Research on antibiotic resistance, specifically looking at gene-swapping systems in bacteria, has been awarded €2.5 million from the European Research Council
The research project, led by Professor José Penadés at the Imperial Department for Infectious Disease, received a five-year grant for €2.5 million.
Scientists are looking at the bacterium behind superbug MRSA
The machinations behind antibiotic resistance are really essential in the field of healthcare, as infections which mutate beyond the reach of medicines can create public health crises. Research on antibiotic resistance can then create essential strategy to protect lives across the globe.
The project looks at Staphylococcus aureus, the bacterium that causes the superbug MRSA. Prior to this moment, his team found that these bacteria pass vast genetic packages between one another at rapid pace through a process called ‘lateral transduction’.

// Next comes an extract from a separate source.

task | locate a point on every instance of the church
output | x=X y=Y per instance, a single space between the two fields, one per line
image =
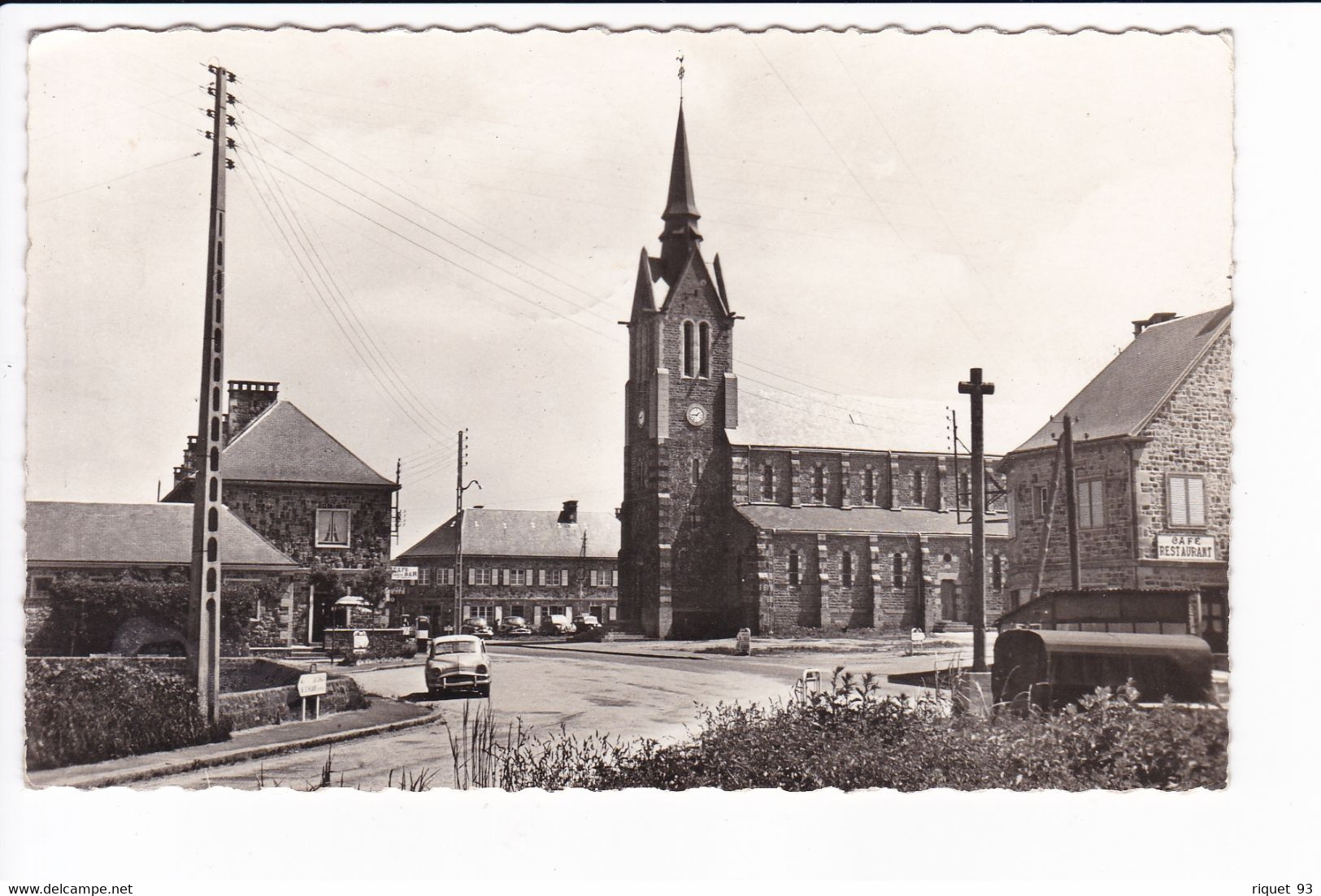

However, they have recently discovered two brand new types of genetic courier systems that could pass bigger packages of pathogenic DNA even faster. The funding will allow Professor Penadés’ team to study these processes in more detail.
They will study how common the two new couriers are in nature and how they affect the bacterial genome, as well as whether they make bacteria more harmful to humans and resistant to antibiotic drugs.
They will also try to figure out what makes bacteria swap DNA, by studying them in different environments.
Professor will try to reveal the mechanisms underneath antimicrobial resistance
Professor Penadés said: “We are delighted to receive this grant from the European Research Council to study these novel gene-swapping systems in more detail. Bacteria can adapt to many scenarios because they can exchange information very efficiently, and we believe that the new systems that we have discovered are especially quick and can transport large amounts of genetic information.
“Our research will be useful to understand the mechanisms that might underlie antimicrobial resistance and could give clues about how we can tackle this important issue. This research could lead to major changes in our understanding of how these systems affect bacterial evolution.”